The district court denied relief, stating that Mr. Arroyo had failed to provide “new reliable evidence,” as required under Schlup v. Delo, 513 U.S. 298, 324 (1995), for an actual innocence claim, nor had he otherwise supported that any other person had committed the crimes. The court also denied a COA.
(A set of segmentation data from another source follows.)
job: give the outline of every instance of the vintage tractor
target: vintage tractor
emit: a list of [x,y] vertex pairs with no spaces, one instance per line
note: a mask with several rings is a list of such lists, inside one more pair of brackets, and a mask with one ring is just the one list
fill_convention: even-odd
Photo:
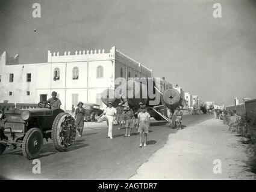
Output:
[[203,112],[204,114],[206,114],[207,112],[207,105],[205,103],[201,103],[200,104],[200,110]]
[[8,146],[20,146],[28,159],[39,156],[43,139],[52,140],[58,151],[66,151],[75,141],[76,128],[73,118],[61,109],[51,109],[40,102],[39,108],[0,111],[0,154]]

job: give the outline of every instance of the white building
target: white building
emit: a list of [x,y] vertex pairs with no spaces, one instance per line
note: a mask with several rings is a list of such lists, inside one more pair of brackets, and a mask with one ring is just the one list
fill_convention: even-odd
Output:
[[37,103],[54,91],[61,109],[70,110],[79,101],[105,107],[101,93],[114,88],[117,77],[152,77],[152,71],[113,47],[104,50],[69,52],[60,55],[48,51],[48,62],[20,64],[19,55],[0,58],[0,103]]

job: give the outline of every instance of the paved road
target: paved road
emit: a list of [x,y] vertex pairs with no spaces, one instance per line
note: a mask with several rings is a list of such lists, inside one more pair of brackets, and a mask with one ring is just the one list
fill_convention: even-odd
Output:
[[[184,115],[184,128],[213,117]],[[33,173],[33,161],[23,157],[21,150],[16,150],[0,155],[0,176],[15,179],[127,179],[164,145],[169,134],[183,131],[170,128],[165,122],[154,122],[148,145],[140,148],[137,133],[124,137],[125,129],[114,128],[114,139],[111,140],[106,137],[105,122],[90,127],[67,152],[58,152],[51,142],[45,142],[38,158],[41,174]]]

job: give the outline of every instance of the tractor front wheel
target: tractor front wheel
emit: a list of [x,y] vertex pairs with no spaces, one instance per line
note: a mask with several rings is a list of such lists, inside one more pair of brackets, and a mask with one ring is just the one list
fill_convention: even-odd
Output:
[[52,124],[52,139],[58,151],[65,151],[75,141],[76,126],[74,118],[67,113],[59,113]]
[[38,128],[32,128],[25,135],[22,142],[23,155],[29,160],[36,158],[43,145],[43,133]]
[[5,150],[6,145],[2,143],[0,143],[0,155],[2,154],[4,150]]

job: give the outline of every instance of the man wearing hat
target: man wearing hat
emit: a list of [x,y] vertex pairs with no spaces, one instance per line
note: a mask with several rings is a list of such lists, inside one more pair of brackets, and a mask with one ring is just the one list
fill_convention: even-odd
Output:
[[61,105],[61,102],[60,100],[57,98],[57,92],[52,91],[52,97],[50,98],[47,100],[47,103],[49,103],[51,104],[51,109],[54,110],[56,109],[60,109],[60,106]]
[[103,113],[99,116],[101,117],[103,115],[105,115],[108,121],[108,136],[111,139],[112,137],[112,129],[113,129],[113,122],[114,121],[114,117],[116,115],[116,109],[112,107],[112,102],[109,101],[108,103],[108,107],[104,110]]
[[86,115],[86,109],[83,107],[84,103],[80,101],[78,103],[78,107],[75,111],[75,121],[76,124],[76,128],[78,130],[78,137],[82,137],[83,130],[84,126],[84,115]]

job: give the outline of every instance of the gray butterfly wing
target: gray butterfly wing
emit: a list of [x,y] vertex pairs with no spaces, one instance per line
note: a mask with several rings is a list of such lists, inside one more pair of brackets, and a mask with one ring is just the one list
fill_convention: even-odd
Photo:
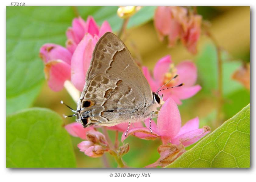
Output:
[[149,85],[126,47],[106,33],[94,51],[77,110],[90,110],[91,123],[111,126],[130,119],[152,100]]

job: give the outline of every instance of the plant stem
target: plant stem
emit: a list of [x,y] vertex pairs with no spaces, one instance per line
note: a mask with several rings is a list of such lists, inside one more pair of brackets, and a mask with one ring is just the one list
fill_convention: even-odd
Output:
[[64,83],[64,87],[72,97],[75,102],[77,103],[81,95],[81,92],[75,87],[74,85],[69,80],[66,80]]
[[107,141],[108,143],[108,145],[109,146],[109,148],[110,149],[115,151],[116,153],[117,153],[115,150],[115,147],[113,143],[112,143],[112,141],[109,137],[109,136],[108,136],[108,131],[107,130],[107,129],[106,128],[105,126],[103,126],[102,127],[102,130],[103,132],[103,134],[104,134],[104,135],[105,135],[105,136],[106,137],[106,140],[107,140]]
[[103,154],[101,159],[102,159],[102,162],[105,167],[107,168],[110,167],[110,166],[108,163],[108,159],[107,158],[107,156],[106,156],[105,153],[104,153]]
[[117,149],[119,145],[118,142],[118,131],[117,130],[116,131],[116,139],[115,140],[115,148],[116,149]]
[[77,9],[77,7],[76,6],[71,6],[72,8],[73,9],[73,11],[75,13],[75,14],[76,15],[76,16],[78,17],[80,16],[79,13],[78,12],[78,10]]
[[218,68],[218,99],[217,101],[217,113],[216,117],[216,122],[215,127],[217,128],[221,125],[223,122],[223,116],[222,112],[222,104],[223,103],[223,80],[222,59],[221,59],[221,48],[219,46],[215,37],[206,29],[206,35],[211,39],[217,49]]
[[103,126],[102,128],[102,131],[104,135],[105,135],[106,137],[106,140],[108,142],[108,145],[109,146],[109,148],[110,149],[109,151],[109,154],[113,156],[116,160],[116,161],[117,163],[117,165],[119,167],[126,167],[127,166],[124,163],[123,161],[122,158],[120,156],[118,156],[117,152],[115,148],[115,147],[112,143],[111,140],[108,136],[108,131],[107,130],[107,129],[105,126]]
[[125,30],[126,29],[126,27],[127,26],[127,24],[128,24],[128,22],[129,21],[129,18],[127,18],[124,19],[123,21],[123,24],[122,24],[122,27],[121,29],[119,31],[118,33],[118,36],[119,39],[121,38],[121,36],[122,35],[124,34],[125,32]]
Mr. Arroyo must obtain a COA to appeal the district court's denial of § 2254 relief. See 28 U.S.C. § 2253(c)(1)(A), (c)(3). A COA may issue “only if the applicant has made a substantial showing of the denial of a constitutional right.” § 2253(c)(2). “At the COA stage, the only question is whether the applicant has shown that jurists of reason could disagree with the district court's resolution of his constitutional claims or that ‘jurists could conclude the issues presented are adequate to deserve encouragement to proceed further.’ ” Buck v. Daris, 137 S. Ct. 759, 773 (2017) (quoting Miller-El v. Cockrell, 537 U.S. 322, 327 (2003)).

Having carefully reviewed Mr. Arroyo's filings and the record on appeal, we conclude, as the district court did, that he has failed to support his claim of actual innocence with any new evidence. Jurists of reason would not debate the district court's ruling. We therefore deny his application for a COA and dismiss this matter.

Entered for the Court

FOOTNOTES

1.   Because Mr. Arroyo is pro se, we liberally construe his filings but do not act as his advocate. Yang v. Archuleta, 525 F.3d 925, 927 n.1 (10th Cir. 2008).